Antwort Das ist gar nicht mal so ungewöhnlich. Besonders häufig ist das übrigens vorgekommen, als im Rhein in diesem Jahr wieder Niedrigwasser herrschte. Da kamen an den Ufern tatsächlich viele Dinge zum Vorschein, sogar eine Wassermine wurde gefunden. Manches stellt sich natürlich beim näheren Hinsehen auch als harmloser Elektroschrott heraus.

Kommen wir zurück zu dem Bauherren, was muss der also nun tun, wenn die Prüfung nötig ist?

Antwort Es muss über uns bei der Bezirksregierung ein Antrag auf Prüfung der vorliegenden Luftbildaufnahmen von dem Grundstück gestellt werden. Dabei wird dann geschaut, ob auf dem Areal Verdachtspunkte sind, die näher geprüft werden müssen. Das kann beispielsweise der Fall sein, wenn die Luftaufnahmen aus dem Zweiten Weltkrieg an einer Stelle einen Bombeneinschlag zeigen, aber keinen riesigen Krater – das ist ein Hinweis, dass es sich um einen Blindgänger handelt.

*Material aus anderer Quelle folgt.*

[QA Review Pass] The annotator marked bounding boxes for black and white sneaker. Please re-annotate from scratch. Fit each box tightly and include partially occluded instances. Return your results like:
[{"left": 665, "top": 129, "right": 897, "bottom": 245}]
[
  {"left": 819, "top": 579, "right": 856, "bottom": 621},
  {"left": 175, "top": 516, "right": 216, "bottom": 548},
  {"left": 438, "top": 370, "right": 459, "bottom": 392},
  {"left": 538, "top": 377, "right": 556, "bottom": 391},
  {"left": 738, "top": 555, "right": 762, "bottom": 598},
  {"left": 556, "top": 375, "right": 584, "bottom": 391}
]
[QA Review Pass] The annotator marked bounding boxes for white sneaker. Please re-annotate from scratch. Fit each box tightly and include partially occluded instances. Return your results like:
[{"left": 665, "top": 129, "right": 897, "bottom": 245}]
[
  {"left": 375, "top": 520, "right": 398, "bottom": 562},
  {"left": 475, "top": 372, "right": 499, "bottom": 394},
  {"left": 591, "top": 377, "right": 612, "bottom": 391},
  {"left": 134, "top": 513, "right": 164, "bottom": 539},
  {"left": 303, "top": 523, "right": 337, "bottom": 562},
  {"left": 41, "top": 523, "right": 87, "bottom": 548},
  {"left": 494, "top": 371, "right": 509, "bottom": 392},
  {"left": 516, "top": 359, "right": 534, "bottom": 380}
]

Ich vermute, wenn man so einen Verdachtspunkt hat, dann hat man als Bauherr ziemliches Pech, oder?

Antwort Unter Umständen zieht das einiges nach sich. Man muss gegebenenfalls die Gelände-Oberkante entsprechend dem Zustand im Jahr 1945 wiederherstellen lassen, und zwar auf eigene Kosten – da ist in manchen Fällen einiges abzutragen. Der Kampfmittelbeseitigungsdienst erscheint dann von Ort, und wenn Kampfmittel gefunden werden, dann werden sie abtransportiert.

Manchmal gibt es aber auch aufwendige Entschärfungen vor Ort, oder?

Antwort Das hängt vom genauen Fund ab und ist der seltenere Fall. So etwas ist natürlich auch für uns eine absolute Ausnahmesituation. Ich bin selbst ja nicht in der Nähe der Bombe, aber auch ich bin in solchen Fällen extrem aufgeregt – für uns geht der eigentlichen Entschärfung ja eine umfassende Planung voraus, Stunden vorher werden beispielsweise Sperrungen aufgebaut und oftmals Menschen in einem größeren Umkreis evakuiert.

Man hatte zuletzt den Eindruck, dass viele Menschen sich solchen Evakuierungen widersetzen – etwa bei der großen Entschärfungsaktion an der Moltkestraße.

Antwort Da haben Sie Recht. Es gibt leider heutzutage mehr Menschen, die Schwierigkeiten damit haben, sich – aus Ihrer Sicht – etwas vorschreiben zu lassen. Da sieht man dann plötzlich in einem längst evakuierten Haus jemanden hinter dem Fenster, oder irgendwo geht das Licht an. Dann müssen die Einsatzkräfte leider nochmal ran um die Leute dazu zu bewegen, ihr Haus zu verlassen. Die Haltung einiger weniger bedeutet in diesen Fällen für tausende andere Menschen, dass sie noch länger brauchen, bis sie wieder in ihr Haus dürfen.

War schonmal jemand richtig sauer auf Sie, weil er nicht einfach weiter bauen durfte?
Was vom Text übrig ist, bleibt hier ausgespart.